Aujourd'hui, c'est l'homme moyen qui atteint 75 ou 80 ans[6]. La situation de cet homme moyen à 50 ans est dès lors facile à décrire : né dans une famille de trois enfants, il a épousé à 26 ans une jeune fille de 23 ans; ils ont eux-mêmes un ou deux enfants; les maladies ont été bénignes, presque aucune n'étant même inquiétante; les seuls deuils ont été ceux de ses quatre grands-parents, délivrance attendue plutôt que dramatique coupure. La douleur physique a presque disparu. Et cet homme, âgé de 50 ans, a encore une chance sur deux de vivre encore plus de vingt-cinq ans. (Une femme âgée de 50 ans a, elle, une chance sur deux de vivre plus de trente ans.)

Nous raisonnons ainsi pour l'Europe occidentale. Dans bien des pays du monde, la situation démographique est à peine meilleure que celle de la France de 1730. Les espérances de vie à la naissance sont encore (1982) inférieures à 40 ans dans bien des pays (Guinée, Afghanistan, Sierra Leone...) et inférieures à 60 ans dans presque tous les pays à faible revenu. L'espérance de vie à la naissance en France, pour les deux sexes, est de 75 ans. Quelques pays sont en avance sur la France : Pays-Bas, Norvège (76 ans), Suède, Japon (77 ans), Suisse (79 ans)[7]. L'évolution historique de l'Europe occidentale — que nous venons de décrire — pourrait être presque reconstituée en voyageant à travers le monde depuis des pays qui sont au stade de la France au XVIIIe siècle jusqu'à d'autres qui préfigurent ce que sera la France dans quelque vingt ans.
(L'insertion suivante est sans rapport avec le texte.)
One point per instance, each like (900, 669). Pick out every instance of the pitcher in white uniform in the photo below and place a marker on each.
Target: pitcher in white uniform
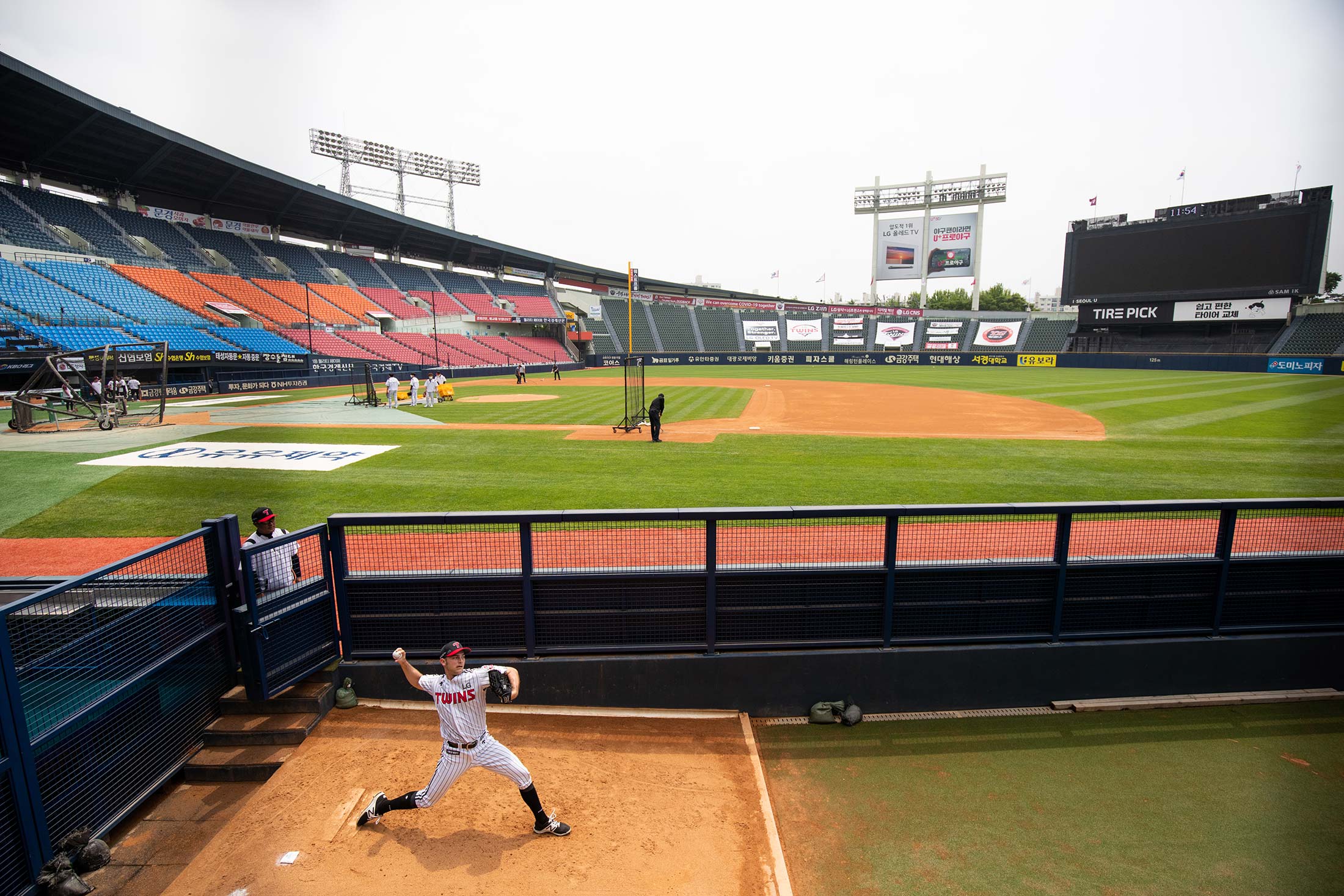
(460, 700)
Il suffit de connaître, même mal, la condition humaine, pour comprendre combien les ordres de grandeur —nouveaux dans les pays développés — de la durée de la vie doivent engendrer, dans la pensée de l'homme moyen, un climat différent des anciens. A l'époque traditionnelle, la mort était au centre de la vie, comme le cimetière au centre du village. Depuis lors, la mort, la misère et la souffrance physique reculent. Elles ne sont plus considérées comme les rudes compagnes de l'homme, faites pour le contraindre à la vie spirituelle et au progrès moral, mais comme des accidents, des amputations, des hasards malchanceux, contraires à la véritable nature de l'homme, et qu'il faut donc non seulement combattre, mais de plus minimiser et dissimuler.

2. Conséquences[8]

Si l'on entre dans le détail, les disparités entre l'humanité traditionnelle et l'humanité de demain n'en sont pas moins frappantes et souvent poignantes.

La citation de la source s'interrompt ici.